Illinois Law Firm Pays $27.5 Million for Age Discrimination
January 23rd, 2008 Posted by AmeliaAn international law firm recently settled an EEOC suit for age discrimination by paying $27.5 million to 31 former partners. The law firm of Sidley, Austin, Brown and Wood denies EEOC allegations that law partners were forced out of the partnership due to their age, but the settlement has been approved by a federal judge.
The payment will be divided amongst the 32 claimants, many former partners who were forced out under a 1999 reorganization. Included in those claimants are also partners who have been forced out since Sidley, Austin’s implementation of a mandatory retirement policy in 1978.
Under the terms of the settlement, the average payout for each employee is just under $860,000. The highest payment to any one former partner is $1,835,510.
In 2005, the EEOC brought suit against Sidley, Austin under the federal Age Discrimination in Employment Act or ADEA. The ADEA prohibits discrimination based on age against workers who are over the age of 40. The ADEA or Age Discrimination in Employment Act of 1967 applies to employers with 20 or more employees and prohibits making employment decisions based on age, including hiring, termination, promotions, training, salary and benefits.
Sidley, Austin, Brown & Wood launched a creative defense in the case, as one might expect from a law firm.
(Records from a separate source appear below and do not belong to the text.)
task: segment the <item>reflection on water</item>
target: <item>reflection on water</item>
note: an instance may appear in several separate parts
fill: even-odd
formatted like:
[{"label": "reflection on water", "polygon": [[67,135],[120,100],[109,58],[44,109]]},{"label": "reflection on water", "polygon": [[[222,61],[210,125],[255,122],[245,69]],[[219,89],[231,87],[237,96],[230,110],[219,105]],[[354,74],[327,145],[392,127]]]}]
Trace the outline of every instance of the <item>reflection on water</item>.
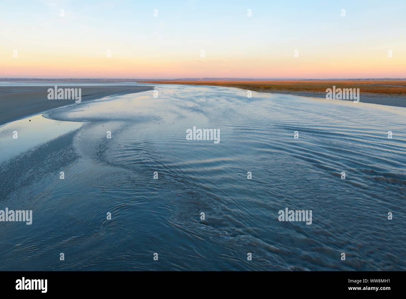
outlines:
[{"label": "reflection on water", "polygon": [[[50,130],[72,130],[5,159],[0,209],[33,219],[0,223],[0,269],[406,269],[405,109],[156,89],[54,109]],[[219,129],[220,142],[187,140],[194,126]],[[312,210],[311,225],[279,222],[286,208]]]}]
While Sidley, Austin did not deny forcing the partners out, it argued that partners in a law firm are not “employees” under the ADEA. That argument has been overturned, and as part of the agreement the firm agrees that “each person for whom EEOC has sought relief in this matter was an employee with the meaning of the ADEA.”
The settlement also includes an injunction that bars Sidley, Austin from terminating, expelling, retiring, or reducing the compensation of partners, or changing their partnership status due to age. The firm is also prohibited from creating or perpetuating any informal or formal policy requiring that partners retire once they reach a certain age. Any policy requiring that the remaining partners give permission for a partner to continue to practice once he or she reaches a certain age, is also prohibited.
“This case has been closely followed by the legal community as well as by professional services providers generally,” Says Ronald S. Cooper, general counsel of the EEOC. “It shows that EEOC will not shrink from pursuing meritorious claims of employment discrimination wherever they are found. Neither the relative status of the protected group members not the resources and sophistication of the employer were dispositive here.”
This landmark case determined that except for a very few managing partners at the top, most “partners” at Sidley, Austin appeared to be ordinary employees “not unlike their colleagues at parallel levels in the business community” argued the EEOC. Therefore, the partners were covered by the ADEA.
A major issue was the fact that the firm’s attorneys had no voice in the control of the firm, and could be fired without notice, or without the consent of their fellow attorneys, just like any other employee.
According to the firm’s website, Sidley, Austin, Brown & Wood, based in Chicago, has 1,800 attorneys on three continents with offices in Dallas, Los Angeles, New York, San Francisco, Washington, D.C., Beijing, Brussels, Geneva, Hong Kong, London, Shanghai, Singapore and Tokyo.
In addition to enforcing the ADEA, the Equal Employment Opportunity Commission or EEOC also enforces a number of other laws protecting workers from discrimination. This includes Title VII of the Civil Rights Act of 1964 which prohibits discrimination in employment based on race, color, religion, sex or national origin. The law also protects employees who file complaints about discrimination from retaliation. The EEOC also enforces the Equal Pay Act of 1963, which prohibits gender-based wage discrimination. In addition, the EEOC enforces the Rehabilitation Act of 1973, which prohibits employment discrimination against people with disabilities in the federal sector and the ADA, or Americans with Disabilities Act, which prohibits discrimination against people with disabilities in the private sector.